Sulaiman Al-Mazroui

Personal information
- Full name: Sulaiman Khamis Humaid Al-Mazroui
- Date of birth: 13 September 1972 (age 52)
- Place of birth: Oman
- Height: 1.81 m (5 ft 11 in)
- Position(s): Goalkeeper

Senior career*
- Years: Team / Apps / (Gls)
- 1992–2009: Muscat

International career
- 1993–2009: Oman / 45 / (0)

= Sulaiman Al-Mazroui =

Omani footballer (born 1972)

Sulaiman Khamis Humaid Al-Mazroui (سليمان خميس حميد المزروعي; born 13 September 1972), commonly known as Sulaiman Al-Mazroui, is an Omani former footballer who played as a goalkeeper. He played his entire club career for Muscat Club. He is also currently the longest serving player of the national team for a total of 15 years of representing Oman. Although he was a goalkeeper, in the early part of his career he was an outfield player.
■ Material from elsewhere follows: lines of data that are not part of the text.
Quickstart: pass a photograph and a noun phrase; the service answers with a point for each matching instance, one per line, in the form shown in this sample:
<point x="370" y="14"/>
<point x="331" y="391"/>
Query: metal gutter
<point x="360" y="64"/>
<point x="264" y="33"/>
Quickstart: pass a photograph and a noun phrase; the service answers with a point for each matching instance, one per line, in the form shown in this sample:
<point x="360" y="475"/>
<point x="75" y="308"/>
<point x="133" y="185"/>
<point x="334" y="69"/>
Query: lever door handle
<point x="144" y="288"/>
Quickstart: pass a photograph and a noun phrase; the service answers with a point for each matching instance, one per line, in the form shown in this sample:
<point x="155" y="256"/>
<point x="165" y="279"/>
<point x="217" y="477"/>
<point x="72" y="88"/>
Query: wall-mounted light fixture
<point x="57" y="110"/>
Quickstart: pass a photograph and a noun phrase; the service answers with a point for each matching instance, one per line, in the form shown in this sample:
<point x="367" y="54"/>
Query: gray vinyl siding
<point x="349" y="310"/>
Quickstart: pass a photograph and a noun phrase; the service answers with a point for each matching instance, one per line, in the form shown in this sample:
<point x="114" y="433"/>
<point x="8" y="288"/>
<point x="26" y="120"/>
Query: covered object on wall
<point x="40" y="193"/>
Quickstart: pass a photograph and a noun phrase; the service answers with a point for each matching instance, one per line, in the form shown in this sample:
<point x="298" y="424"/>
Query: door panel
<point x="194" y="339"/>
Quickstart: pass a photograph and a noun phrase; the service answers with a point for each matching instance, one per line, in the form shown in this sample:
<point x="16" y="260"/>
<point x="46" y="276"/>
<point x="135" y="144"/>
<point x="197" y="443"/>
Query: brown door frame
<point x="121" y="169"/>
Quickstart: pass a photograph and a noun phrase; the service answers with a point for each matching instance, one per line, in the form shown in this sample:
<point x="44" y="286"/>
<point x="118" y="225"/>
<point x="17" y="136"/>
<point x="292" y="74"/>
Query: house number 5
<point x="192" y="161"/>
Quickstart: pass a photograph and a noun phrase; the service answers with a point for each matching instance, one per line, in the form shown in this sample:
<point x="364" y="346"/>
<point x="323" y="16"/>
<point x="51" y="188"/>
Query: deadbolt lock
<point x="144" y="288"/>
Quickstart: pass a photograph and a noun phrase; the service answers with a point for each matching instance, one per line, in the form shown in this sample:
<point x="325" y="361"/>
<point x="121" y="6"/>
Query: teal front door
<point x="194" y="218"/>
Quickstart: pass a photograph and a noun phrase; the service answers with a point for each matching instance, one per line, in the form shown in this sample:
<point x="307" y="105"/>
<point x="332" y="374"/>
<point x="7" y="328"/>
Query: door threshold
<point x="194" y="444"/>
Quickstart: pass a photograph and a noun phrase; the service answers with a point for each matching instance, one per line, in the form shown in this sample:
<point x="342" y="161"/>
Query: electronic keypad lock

He was also the captain of the national team.

==International career==
Sulaiman was part of the first team squad of the Oman national football team till 2007. He has made appearances in the 2002 FIFA World Cup qualification and the 2007 AFC Asian Cup qualification and has represented the national team in the 2006 FIFA World Cup qualification and the 2007 AFC Asian Cup.